Both worked together on a podcast Marcus Lemnois hosts and the upcoming HGTV series The Renovator. Former Sony and Endemol Shine exec Sharon Hall is being brought on as a consultant – she is the daughter of Monty Hall, who hosted Deal most of its run. The deal (no pun intended) gives them an opportunity to expand the franchise beyond its daytime CBS home, including live and touring shows and partnerships.
“Let’s Make a Deal is so much more than a game show,” Lemonis said. “It is part of American history and our entertainment culture. I love that it gives people the opportunity to be creative, think strategically and make deals to win some really great prizes. I’m also very excited to be working alongside two powerful and successful women in entertainment. How could this not be a great deal for me?”
The assets include Split Second, another Hatos-Hall show. Syndicated by Viacom (now CBS Media Ventures) during the 1986-87 season, the program was originally sold to ABC-owned WLS-TV here in Chicago, but never made the air.
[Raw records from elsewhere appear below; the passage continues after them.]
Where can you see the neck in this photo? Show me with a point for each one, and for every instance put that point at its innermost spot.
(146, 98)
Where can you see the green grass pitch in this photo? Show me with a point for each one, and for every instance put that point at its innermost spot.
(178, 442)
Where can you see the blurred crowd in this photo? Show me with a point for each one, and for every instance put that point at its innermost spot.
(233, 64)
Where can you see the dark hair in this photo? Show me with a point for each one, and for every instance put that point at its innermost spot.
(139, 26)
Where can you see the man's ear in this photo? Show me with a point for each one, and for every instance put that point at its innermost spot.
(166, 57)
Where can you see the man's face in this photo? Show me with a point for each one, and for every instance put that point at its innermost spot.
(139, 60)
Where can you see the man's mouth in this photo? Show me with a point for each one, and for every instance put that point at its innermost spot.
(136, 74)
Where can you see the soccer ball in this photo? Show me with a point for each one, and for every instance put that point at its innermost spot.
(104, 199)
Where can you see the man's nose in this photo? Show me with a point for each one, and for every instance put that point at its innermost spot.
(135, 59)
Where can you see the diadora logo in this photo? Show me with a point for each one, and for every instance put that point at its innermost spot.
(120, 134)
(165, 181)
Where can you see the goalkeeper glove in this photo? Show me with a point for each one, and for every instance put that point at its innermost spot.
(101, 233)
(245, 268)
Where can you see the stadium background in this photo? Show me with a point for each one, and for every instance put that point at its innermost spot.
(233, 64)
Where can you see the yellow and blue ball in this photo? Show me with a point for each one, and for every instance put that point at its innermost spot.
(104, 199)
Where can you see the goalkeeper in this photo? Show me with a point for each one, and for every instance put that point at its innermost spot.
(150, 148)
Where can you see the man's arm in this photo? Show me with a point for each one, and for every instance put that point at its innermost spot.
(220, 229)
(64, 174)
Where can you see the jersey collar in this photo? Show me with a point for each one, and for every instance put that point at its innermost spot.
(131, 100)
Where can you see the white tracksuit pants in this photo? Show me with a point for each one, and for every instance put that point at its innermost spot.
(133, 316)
A current Chicago-area resident, Lemonis is CEO of Camping World and has hosted The Profit for the last eight seasons on CNBC, traveling the country to help and invest in small and struggling businesses. Several Chicago-area businesses have been featured over the years, including one based in far southwest suburban Morris, but decided not to invest after the owner bragged too much about his part-time radio job (which he was later fired from.) The series’ eighth season premiered August 10.
Hosted by Monty Hall, Deal began its daytime run on NBC in 1963 and moved to ABC in 1968, immediately boosting the network. A weekly nighttime version started on ABC in 1971 and moved to syndication in September, becoming one of the top-rated syndicated shows of the 1970s and the most successful show distributed by Worldvision Enterprises until the launch of Judge Judy in 1996. Both versions ended on July 9, 1976 and September 1977, respectively.
Three short-lived revivals followed in 1980 (from Vancouver), 1984-86, and 1990-91, respectively. Returning to its original home of NBC, the 1990 version was mocked for landing a 3:30 a.m. time slot in Los Angeles on network-owned KNBC at start and the lackluster hosting skills of Bob Hilton as Hall returned as host in 1991. Two brief prime-time editions surfaced in primetime in 1996 (on Fox as Big Deal) and 2003 (on NBC), respectively.
Since 2009, Let’s Make A Deal has aired on CBS with Wayne Brady as host and expanded to an hour. Deal recently received a huge upgrade in Chicago as CBS-owned WBBM-TV recently moved the show from 9 a.m. to 2 p.m., putting it in line with most other CBS affiliates who schedule the game show in the Central Time Zone.